Prior to AT&T’s (T) $85.4 billion bid for Time Warner (TWX) on October 22nd the stock had already been in a fairly sharp downtrend from its 52 week highs made in early July. The stock had a peak to trough decline of nearly 18%, but in the last couple weeks the stock has caught a bid, up nearly 10% in a straight line since Nov 15th:
Yesterday the stock broke above the downtrend that had been in place since August, but stopped on a dime at the stock’s 200 day moving average (yellow line).
The obvious conclusion from the recent strength is the likelihood that the new administration views the proposed merger in a more favorable light than a Democratic White House might have. But also, as the velocity of the upside rate move slowed, yielders like Utilities, Telcos and Consumer Staples have started to firm up. This deal is not expected to close for a year, and I suspect there will be plenty of stops and starts in the approval process which is why it might make sense to evaluate the stock on near term fundamentals and of course valuation and yield.

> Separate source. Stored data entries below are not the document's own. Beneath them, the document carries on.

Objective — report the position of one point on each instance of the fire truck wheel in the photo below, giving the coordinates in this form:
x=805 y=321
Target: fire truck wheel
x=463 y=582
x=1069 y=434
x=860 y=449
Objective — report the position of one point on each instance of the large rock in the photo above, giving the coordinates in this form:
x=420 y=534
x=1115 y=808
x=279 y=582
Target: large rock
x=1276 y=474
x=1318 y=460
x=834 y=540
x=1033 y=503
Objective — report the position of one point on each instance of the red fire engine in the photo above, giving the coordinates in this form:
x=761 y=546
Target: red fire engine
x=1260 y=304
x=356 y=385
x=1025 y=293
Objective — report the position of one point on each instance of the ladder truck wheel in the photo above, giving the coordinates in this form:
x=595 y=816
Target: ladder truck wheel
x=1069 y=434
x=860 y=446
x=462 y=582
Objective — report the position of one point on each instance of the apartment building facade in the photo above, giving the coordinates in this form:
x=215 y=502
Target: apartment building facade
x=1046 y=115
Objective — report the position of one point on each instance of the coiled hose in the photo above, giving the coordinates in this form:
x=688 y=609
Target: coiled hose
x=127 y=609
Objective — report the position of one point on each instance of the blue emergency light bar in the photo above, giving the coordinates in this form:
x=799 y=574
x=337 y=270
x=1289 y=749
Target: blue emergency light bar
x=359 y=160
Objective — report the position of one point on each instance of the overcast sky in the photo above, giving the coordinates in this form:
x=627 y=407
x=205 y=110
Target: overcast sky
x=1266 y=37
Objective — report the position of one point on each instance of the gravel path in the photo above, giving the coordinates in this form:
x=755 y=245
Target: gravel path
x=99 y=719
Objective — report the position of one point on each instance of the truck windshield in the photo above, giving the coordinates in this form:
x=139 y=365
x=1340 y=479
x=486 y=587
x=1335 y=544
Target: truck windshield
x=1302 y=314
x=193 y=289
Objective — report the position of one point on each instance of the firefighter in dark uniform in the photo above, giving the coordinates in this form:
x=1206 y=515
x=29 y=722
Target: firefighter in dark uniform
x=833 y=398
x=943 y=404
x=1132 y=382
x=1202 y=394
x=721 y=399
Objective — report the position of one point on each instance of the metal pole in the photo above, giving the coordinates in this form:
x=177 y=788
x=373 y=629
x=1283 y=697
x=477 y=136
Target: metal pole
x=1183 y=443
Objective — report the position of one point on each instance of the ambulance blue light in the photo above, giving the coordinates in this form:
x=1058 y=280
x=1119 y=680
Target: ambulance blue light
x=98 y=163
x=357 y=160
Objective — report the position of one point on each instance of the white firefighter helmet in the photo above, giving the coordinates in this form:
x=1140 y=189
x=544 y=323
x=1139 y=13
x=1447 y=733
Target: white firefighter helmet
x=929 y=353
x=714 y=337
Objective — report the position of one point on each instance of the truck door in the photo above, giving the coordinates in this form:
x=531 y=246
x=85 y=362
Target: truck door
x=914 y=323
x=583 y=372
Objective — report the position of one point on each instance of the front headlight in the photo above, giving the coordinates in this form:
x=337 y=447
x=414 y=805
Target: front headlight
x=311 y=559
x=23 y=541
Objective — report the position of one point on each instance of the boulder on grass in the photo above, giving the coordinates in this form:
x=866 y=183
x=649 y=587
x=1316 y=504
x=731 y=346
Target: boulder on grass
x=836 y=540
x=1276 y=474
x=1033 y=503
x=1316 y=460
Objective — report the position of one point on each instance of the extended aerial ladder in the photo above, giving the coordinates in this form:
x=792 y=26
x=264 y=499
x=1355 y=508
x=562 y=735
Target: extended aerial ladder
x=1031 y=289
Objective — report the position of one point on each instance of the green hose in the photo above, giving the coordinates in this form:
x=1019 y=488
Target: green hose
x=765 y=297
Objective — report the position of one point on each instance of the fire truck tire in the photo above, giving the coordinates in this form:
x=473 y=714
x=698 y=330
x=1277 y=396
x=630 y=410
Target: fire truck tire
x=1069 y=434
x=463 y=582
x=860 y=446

Wireless growth has stagnated (and become a lot more competitive given smartphone saturation the U.S.), evidenced by the company’s Q3 report that showed low single digital revenue growth, largely the result of DirectTv (which they bought for $49 million in mid 2015) while their U-Verse Cable offering saw sub declines. Just this week T launched their over the top DirectTv streaming service for $35 a month offering incentives for T wireless subscribers to stream content without a limit to their data plan. AT&T is clearly focused on creating a content and distribution stack with wireless, cable and streaming, placing multiple bets on distribution.
We have seen this movie before, we know how it ends (bundle to unbundle), but for the time being there is no reason why investors should not give them the benefit of the doubt, as the stock’s current 5% annual dividend yield should serve as a decent buffer for the time being.
If the stock was to find resistance in the high $30s and was rejected back to the recent lows, a long entry coupled with a short term over-writing strategy (selling 2 month out, out of the money calls) might make sense as investors get greater clarity about the TWX deal, as I suppose T will start to dictate competitor behavior and ultimately regain some pricing power upon assemblage of the behemoth. This one is on our radar.